# Motorhome height and booking online



## haggispeed (May 10, 2005)

Just been going through the internet to get best deal for our first trip to France. Although heading for the Loire decided to take the Dover crossing because it is so much cheaper. Was originally looking at Speedferries because of their prices but they do have the 2.0m width limit (including mirrors) which I hear they rigedly enforce, also could not get the £88 deal, was going to be £102 and limited times, basically they are fully booked.
So after using a couple of search engines ended up at Smartferries (Leisure Drive) and they came back with a price of £98 on P&O in June, however there is a height limit of 2.5m for online booking, surprising since they do list Motorhome as an option, so ended up having to call them, they came back to me an hour later with the same price. Looking at a few other sites many seem to have this height restriction, and with an AS Duetto ours isn't exactly big. Anyone else come across this ?


----------



## barrosa (May 9, 2005)

Hi try norfolk line dover/dunqurice £88.00 for my m/h 6.5 l 3.3h 2.4w.if you are taking a pet £20.00.Safe journys.


----------



## haggispeed (May 10, 2005)

Thanks Barrosa - Did look at them too, (amazing how thorough you can be on the internet!), but they only had somewhat unsociable times available, about 04.15 dep I think, for another £10 with P&O got more flexibility.


----------



## 88735 (May 9, 2005)

Hi Haggispeed
we've booked with norfolk line in August and i read somewhere you can get earlier ferry if room for £10 suppliment.
Before booking please make sure i'm correct as i could be mistaken

Chris & Brenda


----------



## 88781 (May 9, 2005)

Hi Haggispeed, The early bird crossings of the morning are one of the best times to travel, arrive at Dover in the earlier hours of the evening, grab a few hours sleep, board the ferry when called, and before you know it your on your way down through France, looking for somewhere to get breakfast!!

M&D


----------



## 89177 (May 16, 2005)

The width limit of 2.5m is common across most operators because it's the width used to plan the ships loading lanes. Basically freight vehicles used to be 2.5m wide (although in some circumstances they can now be up to 2.65m). Thus the lanes are marked on ships decks to allow a 2.5m vehicle plus room for a (slim) driver to get out from either side. Anything above 2.5m wide risks overlapping into a second lane, consequently taking up two vehicle spaces.

Hope that helps


----------



## Boff (May 10, 2005)

Hi,

Speedferries seems to use a similar type of catamaran ferry as I travelled on with Hoverspeed in 1998. That time with a normal car. So the width and height restrictions are dictated by the lay-out of the ferry and you do not really want to "test" them.

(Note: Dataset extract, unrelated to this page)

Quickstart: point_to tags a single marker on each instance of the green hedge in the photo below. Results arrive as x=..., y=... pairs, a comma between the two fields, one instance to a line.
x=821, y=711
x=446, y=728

Why P&O has a height limit on their on-line bookings, that I do not understand. I ran into this when booking my Ireland trip for this summer, so I had to involve a travel agent.

Best Regards,
Gerhard


----------



## cabby (May 14, 2005)

Hello there just thought i would throw my twopenny's worth.oops showing my age.we have a large motorhome and are going in the tunnel.less restrictions.but the hours can be a pain but it is costing £122. hope that helps you .


----------



## MOTORHOMER (May 9, 2005)

ramsgateostend said:


> ----------the lanes are marked on ships decks to allow a 2.5m vehicle plus room for a (slim) driver to get out from either side. ----------------------.
> 
> Hope that helps


Mmmmm

That us out then as we are far from slim people. What are we supposed to do?

Motorhomer


----------



## Nora+Neil (May 1, 2005)

Boff said:

Why P&O has a height limit on their on-line bookings, that I do not understand. I ran into this when booking my Ireland trip for this summer, so I had to involve a travel agent.

Who are you travelling with. We never have a problem with Irishferries.

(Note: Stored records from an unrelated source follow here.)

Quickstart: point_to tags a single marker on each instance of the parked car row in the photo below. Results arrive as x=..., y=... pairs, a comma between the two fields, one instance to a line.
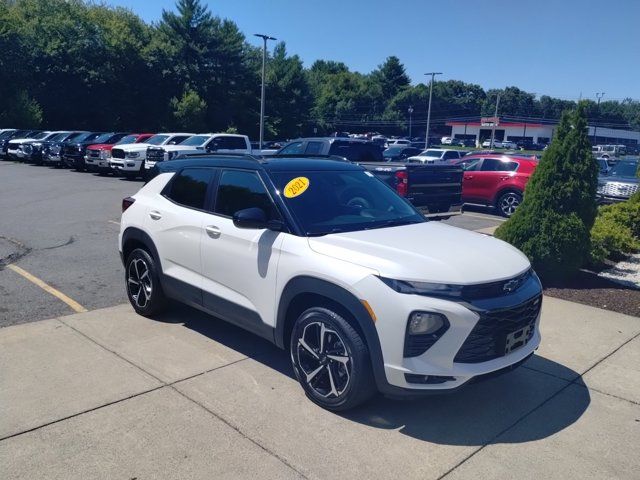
x=119, y=153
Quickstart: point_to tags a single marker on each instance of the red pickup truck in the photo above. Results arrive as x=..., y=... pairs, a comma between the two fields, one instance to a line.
x=98, y=156
x=496, y=180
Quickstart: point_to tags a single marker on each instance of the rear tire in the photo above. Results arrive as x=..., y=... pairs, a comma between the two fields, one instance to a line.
x=508, y=203
x=331, y=360
x=143, y=286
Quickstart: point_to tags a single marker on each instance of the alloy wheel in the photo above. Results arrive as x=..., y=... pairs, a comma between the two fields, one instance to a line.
x=324, y=360
x=509, y=203
x=139, y=282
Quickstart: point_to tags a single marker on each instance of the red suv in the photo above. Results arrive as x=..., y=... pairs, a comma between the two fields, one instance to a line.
x=496, y=180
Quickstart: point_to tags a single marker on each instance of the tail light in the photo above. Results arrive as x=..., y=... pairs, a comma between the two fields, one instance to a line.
x=402, y=183
x=127, y=202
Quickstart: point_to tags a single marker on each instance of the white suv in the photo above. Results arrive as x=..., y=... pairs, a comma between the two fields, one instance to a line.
x=323, y=259
x=129, y=160
x=202, y=143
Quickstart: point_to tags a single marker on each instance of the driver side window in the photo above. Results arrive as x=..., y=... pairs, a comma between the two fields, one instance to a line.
x=292, y=149
x=240, y=189
x=471, y=165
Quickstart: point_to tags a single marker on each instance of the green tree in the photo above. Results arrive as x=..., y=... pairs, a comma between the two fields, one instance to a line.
x=190, y=112
x=391, y=76
x=553, y=223
x=288, y=97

New company travelling from Cherbourg to Rosslare 
www.celticlinkferries.com
Enjoy you holiday in Ireland.
Ceád mile failte.


----------



## Arizona (May 9, 2005)

Hi

Have just spent 2 days researching ferries across the irish sea. On all web sites I came across there was a height restriction of 2.5, however when I phoned there was no problem!! It is definitely annoying when trying to organise a trip outside of normal working hours or in the evening, which is the only time I get peace to do so, that you then have to wait until the next day and go other the whole thing again on the phone!!

So much for modern technology!!

Arizona


----------



## 89177 (May 16, 2005)

There is no reason that I can think of for a 2.5m height limit

The 1.85m limit you sometimes see is because many ships have Mezzanine Decks which fold down and effectively split a larger deck in two horizontally. The upper level then has a height of just under 2m

The 2.5m is more likely being used to ensure no commercial traffic (ie trucks) tries to use the passenger rate, hence when you phone you don't have a problem booking


----------